The fundamental problem is that concurrent_vector must retain ordering of its internal elements. This is leading to the problems we have been discussing I think. Personally, I just need the concurrent_vector as "a place to put stuff" with good parallel insert and delete performance.
This requirement might be better suited by some form of std::set that supports insert/delete and concurrent operations with good performance... and somehow makes good use of the cache.
Has this been attempted by the TBB team? Would it be best to just put a wrapper around an ordinary std::set?
Adrien, I did make a suggestion on the other thread which may provide a solution to your "holding set" design problem, just by adding a "valid" flag tothe concurrent_vector element type.Creating an enhanced std:set that supports insert/delete AND concurrent operationswith good cache use and performance may be a tall order.The interface for concurrent_vector carefully avoids defining operations on the vector elements themselves. Adding the constraint that operations such as includes, set_union and others defined for std:set be able to operate on sets with holes means that the ranges specified in the InputIterators need to be locked down prior to the operation in order to prevent other threads from modifying the sets while the current operation is in progress. The obvious solution is a global lock on the whole set. Doing anything less pervasive gets back to the question of where to hang per-element stuff, in this case a lock.
It's a tough problem. If you've got a solution that actually makes concurrent operations on malleable sets possible, I'm sure we'd love to hear it.
While I don't have a solution, I do think this would be a good idea. And I don't want to be the picky person who is asking for something with all these dream capabilities that are unrealistic... I will share what I learn with you as I read more papers. The performance of YetiSim is very much constrained by the operations of its internal containers... so this is something I must research anyways.
Also, I appreciate your help with my problem using concurrent_vector. Right now I have an alternative design which involves using STL containers with mutexes.
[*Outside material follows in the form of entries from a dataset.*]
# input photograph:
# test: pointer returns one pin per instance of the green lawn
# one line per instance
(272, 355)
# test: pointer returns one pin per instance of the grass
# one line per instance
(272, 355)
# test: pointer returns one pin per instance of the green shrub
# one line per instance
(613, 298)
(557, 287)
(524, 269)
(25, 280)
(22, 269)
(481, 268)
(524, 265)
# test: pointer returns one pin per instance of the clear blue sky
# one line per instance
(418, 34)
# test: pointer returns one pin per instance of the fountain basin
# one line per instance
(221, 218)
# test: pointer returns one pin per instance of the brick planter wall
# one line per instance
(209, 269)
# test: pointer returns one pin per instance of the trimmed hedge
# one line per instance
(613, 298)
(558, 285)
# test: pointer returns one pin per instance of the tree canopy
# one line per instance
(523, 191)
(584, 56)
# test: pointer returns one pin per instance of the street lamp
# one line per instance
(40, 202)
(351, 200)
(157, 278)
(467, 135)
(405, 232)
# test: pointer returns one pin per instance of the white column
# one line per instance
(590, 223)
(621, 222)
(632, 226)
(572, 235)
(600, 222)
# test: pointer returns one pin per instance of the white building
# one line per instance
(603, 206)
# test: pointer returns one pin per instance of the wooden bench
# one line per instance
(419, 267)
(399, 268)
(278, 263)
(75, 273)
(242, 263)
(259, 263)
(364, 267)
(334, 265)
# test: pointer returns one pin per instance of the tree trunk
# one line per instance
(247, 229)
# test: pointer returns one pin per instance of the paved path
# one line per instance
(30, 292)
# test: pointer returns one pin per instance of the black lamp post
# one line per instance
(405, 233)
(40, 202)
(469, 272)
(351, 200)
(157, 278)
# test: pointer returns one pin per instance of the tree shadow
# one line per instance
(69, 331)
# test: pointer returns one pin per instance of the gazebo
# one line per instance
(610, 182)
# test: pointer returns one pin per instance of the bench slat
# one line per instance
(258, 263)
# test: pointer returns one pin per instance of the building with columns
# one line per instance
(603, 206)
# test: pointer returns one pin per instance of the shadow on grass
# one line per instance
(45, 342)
This will do for now, but I'm also looking to help TBB grow and mature, so I'm talking about the issues to get a good understanding and to get some discussions flowing... as well as providing a problem for me to learn more on the subject.
Could you provide a short summary of what a data structure should do to provide good cache performance? Is it just that a contiguous section of memory like concurrent_vector is best, or is it that the data structure is best split unto cache-line-sized chunks that can be scattered?
The biggest problem with a set, as far as I can reckon, is that you have a data structure which is using pointer traversals. The implementation of a tree is going to result in bad cache usage, since the nodes will be scattered in memory. Even without the nodes being scattered in memory, the pre-fetch of the next cache line won't necessarily help.
It has been suggested on #tbb that I look at concurrent B+ trees that are cache-friendly. It looks like we can learn a lot from concurrent database structures. I still have a lot more reading to go, but I'm starting to appreciate the issues.